Na lista de emails da Abraji, Vandeck Santiago, repórter especial do "Diário de Pernambuco", argumentou que, apesar de ir de encontro à expectativa do sudeste, a vitória de veículos nordestinos não contrariou a história recente do jornalismo brasileiro. Especificamente sobre Pernambuco, Vandeck lembrou que, de 2004 pra cá, jornais daquele estado ganharam 14 prêmios nacionais (quatro Essos, cinco Embratel, três Vladimir Herzog e dois prêmios Caixa) e cinco internacionais.
De acordo com o Vandeck (ele próprio dono de um Esso, só que na categoria Regional), em Pernambuco há uma "uma 'cena jornalística' - da mesma forma que tivemos uma 'cena' na música, com a moçada do manguebeat, e no cinema, com novos cineastas". Ele já havia dito algo parecido em um artigo publicado no "Diário" em 2008.
Ele cita cinco motivos pouco óbvios para a consolidação dessa cena a partir de 2004:
1) os veículos de lá não sofreram o endividamento em dólar dos anos 90.
2) a imprensa do sudeste extinguiu suas sucursais no estado, "com duas consequências imediatas: profissionais que antes iriam trabalhar nas sucursais ficaram na imprensa local e têm agora pela frente uma gama imensa de assuntos para explorar com exclusividade".
3) "enquanto a grande imprensa reduziu ao máximo o espaço para a reportagem especial, aqui ocorreu fenômeno inverso.
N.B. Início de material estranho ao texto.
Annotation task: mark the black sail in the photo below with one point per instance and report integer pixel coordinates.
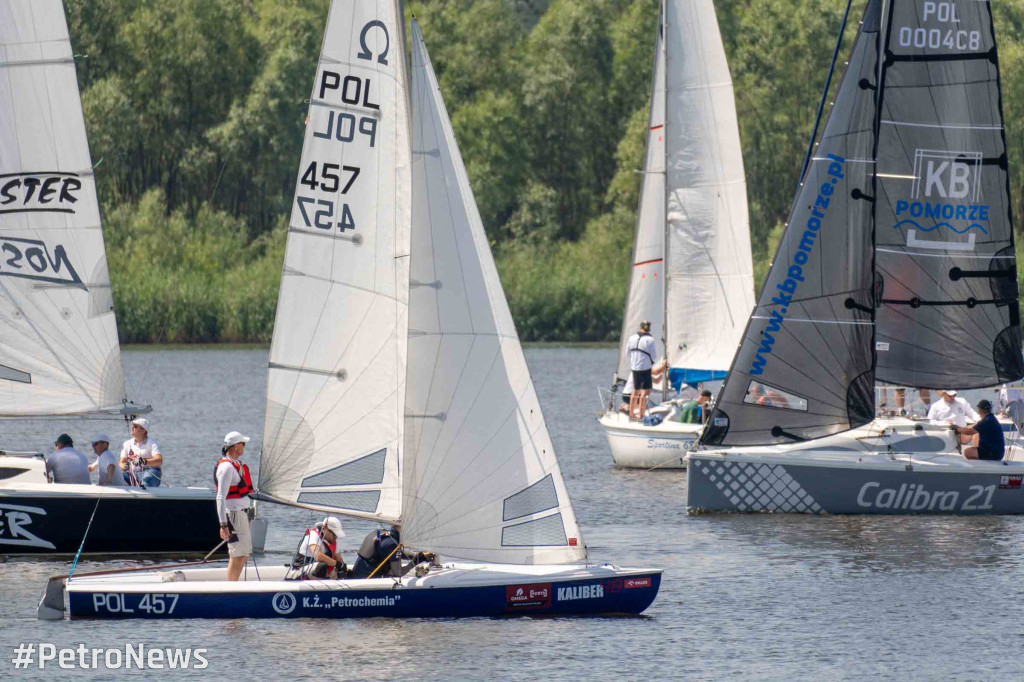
(948, 312)
(804, 369)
Dou um exemplo pessoal: passei cinco meses de dedicação exclusiva a uma única matéria, que resultou em um caderno especial de 16 páginas limpas (sem anúncio!), 'O plano de Kennedy para desenvolver o Nordeste'".
4) Como em Pernambuco não há um mercado editorial consistente, matérias que no Rio ou em São Paulo virariam livro-reportagem, lá acabam nos jornais como reportagens especiais.
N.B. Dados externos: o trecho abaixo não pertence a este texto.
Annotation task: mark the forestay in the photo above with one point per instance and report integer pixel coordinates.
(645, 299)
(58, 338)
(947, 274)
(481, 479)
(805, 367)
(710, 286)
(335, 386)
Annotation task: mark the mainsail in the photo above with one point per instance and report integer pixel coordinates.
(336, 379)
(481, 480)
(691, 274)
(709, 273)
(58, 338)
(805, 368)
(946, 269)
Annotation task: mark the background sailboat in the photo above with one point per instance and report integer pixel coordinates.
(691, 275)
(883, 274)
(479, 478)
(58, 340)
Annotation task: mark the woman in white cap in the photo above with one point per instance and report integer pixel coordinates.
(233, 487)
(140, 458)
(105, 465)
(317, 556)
5) Em Pernambuco há concorrência direta entre "Diário de Pernambuco" e "Jornal do Commércio".
5) "A vitória sobre os holandeses nos deixou com a (boa) mania de 'pensar o Nordeste'. Por isso, as matérias daqui costumam ter como foco o Nordeste inteiro, e não só Pernambuco, o que amplia o alcance e profundidade do material; o investimento dos jornais Diario e JC, dando tempo e espaço, permite que as reportagens tenham caráter autoral - são feitas por um ou dois repórteres no máximo".